Um erneute Unruhen in Ferguson zu verhindern, wurde die Nationalgarde in der Kleinstadt massiv verstärkt worden. Es würden 2.200 Soldaten in der Kleinstadt und Umgebung stationiert, sagte der Gouverneur des Bundesstaates Missouri, Jay Nixon. Am Vortag waren es lediglich 700. "Die Gewalt, die wir gesehen haben, darf sich nicht wiederholen".
Obama verurteilte Ausschreitungen
US-Präsident Barack Obama verurteilte die Ausschreitungen und Plünderungen - dafür gebe es keine Entschuldigung. Wer Autos in Brand steckt und Geschäfte plündert, müsse bestraft werden. "Ich habe keinerlei Sympathie für diejenigen, die ihre eigene Gemeinde zerstören", sagte Obama in Chicago. Er verwies aber auch auf Polizeigewalt und juristische Ungerechtigkeit gegenüber Minderheiten in den USA. "Dieses Problem ist nicht ein Ferguson-Problem, das ist ein amerikanisches Problem." Zur Entscheidung der Geschworenenjury äußerte er sich nicht.
Allerdings machte Justizminister Eric Holder klar, dass das juristische Nachspiel noch nicht beendet sei. Zwei laufende Ermittlungen auf Bundesebene gingen weiter. Bei den Verfahren geht es um den Tod des 18-jährigen Brown Anfang August sowie um die Reaktion der Polizei bei darauf folgenden Unruhen.
Die Mutter des erschossenen 18-jährigen Michael Brown, eines Schwarzen, ist geschockt, als sie von dem Gerichtsurteil erfährt: Freispruch für den angeklagten weißen Polizisten Darren Wilson, es sei Notwehr gewesen. „Selbstverteidigung – wovor?“, fragt Lesley McSpadden in die Menge, die sich in der US-Kleinstadt Ferguson versammelt hat. Ihr Sohn war an jenem 9. August unbewaffnet, als ihn ein halbes Dutzend Projektile traf. Tränen rinnen der Frau hinunter, dann beutelt es sie vor Schluchzen. Sie sinkt in den Arm ihres neuen Mannes Louis Head. „Burn this down (brennt das nieder)“, zitiert diesen die New York Times.
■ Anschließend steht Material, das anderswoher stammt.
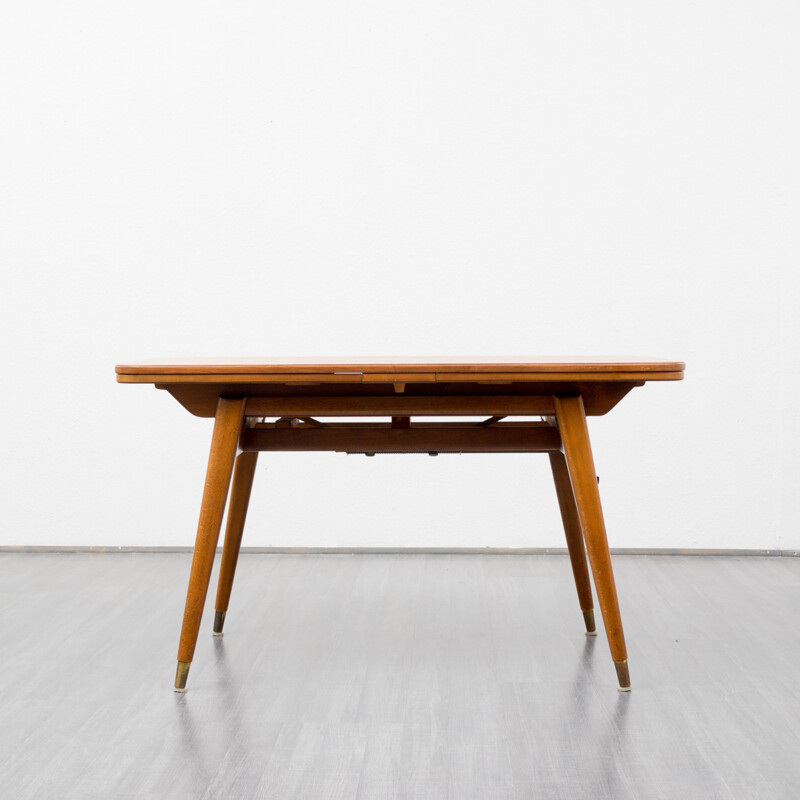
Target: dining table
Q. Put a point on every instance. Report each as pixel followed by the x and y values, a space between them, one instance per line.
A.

Es kommt zu Ausschreitungen, auch in anderen US-Städten wird protestiert.
In Ferguson (Missouri) werden Beamte mit Molotow-Cocktails attackiert, Polizeiautos gehen in Flammen auf, Geschäfte werden geplündert. Sicherheitsbeamte setzen Rauchbomben und Tränengas ein, Hubschrauber kreisen über der Stadt. Schüsse fallen. Von wem, ist zunächst unklar. „Das ist nicht, wofür wir hergekommen sind“, ruft ein Demonstrant die Gewaltbereiten zur Friedfertigkeit auf. Ohne Erfolg.
Polizist würde es wieder tun

Der Gouverneur von Missouri reagierte prompt und schickte weitere Nationalgardisten nach Ferguson.
Es herrscht breite Einigkeit darüber, das dieses Urteil – getroffen von neun weißen und drei schwarzen Geschworenen – den latenten Rassismus in den USA widerspiegelt. „Die Leben der Schwarzen zählen nicht“, sagt die 48-jährige Flugbegleiterin Teri Franks, selbst Mutter von vier Kindern, „die ganze Sache bringt mich zum Weinen.“
Tatsächlich haben Schwarze weniger Aufstiegschancen, sind im Schnitt ärmer als Weiße, sitzen in Relation zum Bevölkerungsanteil überproportional im Knast, immer wieder gibt es Übergriffe und Schnellschüsse von weißen Polizisten auf schwarze Bürger. Erst am Wochenende wurde der farbige Tamir Rice, 12, von Beamten auf einem Spielplatz erschossen – er hielt eine Spielzeugwaffe in der Hand.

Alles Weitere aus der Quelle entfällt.